Cellular Pathogenesis of Hepatic Encephalopathy: An Update

Abstract

Hepatic encephalopathy (HE) is a neuropsychiatric syndrome derived from metabolic disorders due to various liver failures. Clinically, HE is characterized by hyperammonemia, EEG abnormalities, and different degrees of disturbance in sensory, motor, and cognitive functions. The molecular mechanism of HE has not been fully elucidated, although it is generally accepted that HE occurs under the influence of miscellaneous factors, especially the synergistic effect of toxin accumulation and severe metabolism disturbance. This review summarizes the recently discovered cellular mechanisms involved in the pathogenesis of HE. Among the existing hypotheses, ammonia poisoning and the subsequent oxidative/nitrosative stress remain the mainstream theories, and reducing blood ammonia is thus the main strategy for the treatment of HE. Other pathological mechanisms mainly include manganese toxicity, autophagy inhibition, mitochondrial damage, inflammation, and senescence, proposing new avenues for future therapeutic interventions.

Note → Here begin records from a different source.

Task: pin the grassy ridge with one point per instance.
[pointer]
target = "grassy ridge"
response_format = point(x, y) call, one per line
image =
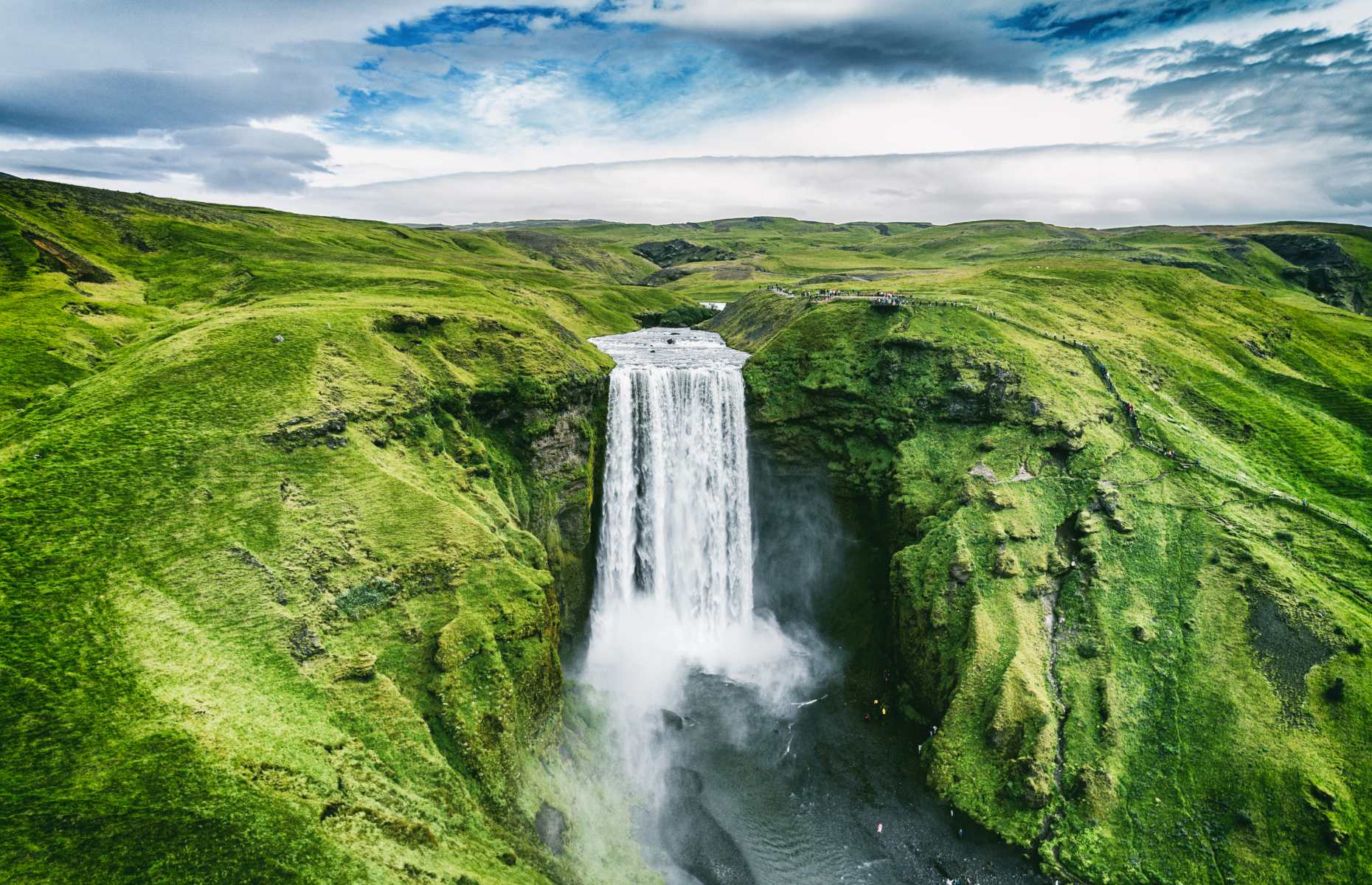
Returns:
point(288, 609)
point(1131, 664)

Keywords: astrocyte; autophagy; hepatic encephalopathy; hyperammonemia; inflammation; manganese toxicity; mitochondria; oxidative/nitrosative stress; senescence.

Figure 1

Major pathogenesis mechanisms of hepatic encephalopathy. Under liver dysfunction conditions, ammonia, manganese, and other heterogeneous precipitation factors cause astrocyte swelling and enhanced oxidative/nitrosative stress, which mutually reinforce each other. This self-amplifying loop then leads to a variety of harmful alterations in intracellular processes, including protein modification, RNA oxidation, multiple signaling pathway alterations, inflammation, autophagy inhibition, mitochondrial damage, and senescence. These unfavorable changes accumulatively impair astrocyte and neuron function/communication and stimulate the development of more severe HE symptoms. (Modified from [7,19]. The figure was partially generated using images from Servier Medical Art, licensed under a Creative Commons Attribution 3.0 Unported License).

Figure 2

Major mitochondria-related pathogenesis mechanisms induced by ammonia toxicity in astrocytes. In the pathogenesis of HE, hyperammonemia directly affects mitochondrial function in astrocytes. One possible explanation is the “Trojan horse” hypothesis: transport of glutamine into mitochondria leads to the subsequent generation of ROS and ammonia inside mitochondria. Ammonia also leads to a dramatic increase in the synthesis of glutamine and glutamate and thus a partial depletion of αKG, which further decreases the capacity of oxidative phosphorylation. An increase in mitochondrial dysfunction naturally activates a variety of mQC processes. For mitochondrial dynamics, ammonia increases mitochondrial fission. For mQC degradation pathways, on the one hand, ammonia enhances mitophagy initiation, for example, via a ubiquitination-mediated pathway; on the other hand, ammonia blocks the late stages of autophagic degradation via pH alteration, which in turn promotes relevant defense mechanisms such as TGM2 upregulation. αKG:α-ketoglutarate; GDH:glutamate dehydrogenase; GLN:glutamine; GLS:glutaminase; GLU:glutamate; GS:glutamine synthetase; OXPHOS:oxidative phosphorylation; ROS:reactive oxygen species.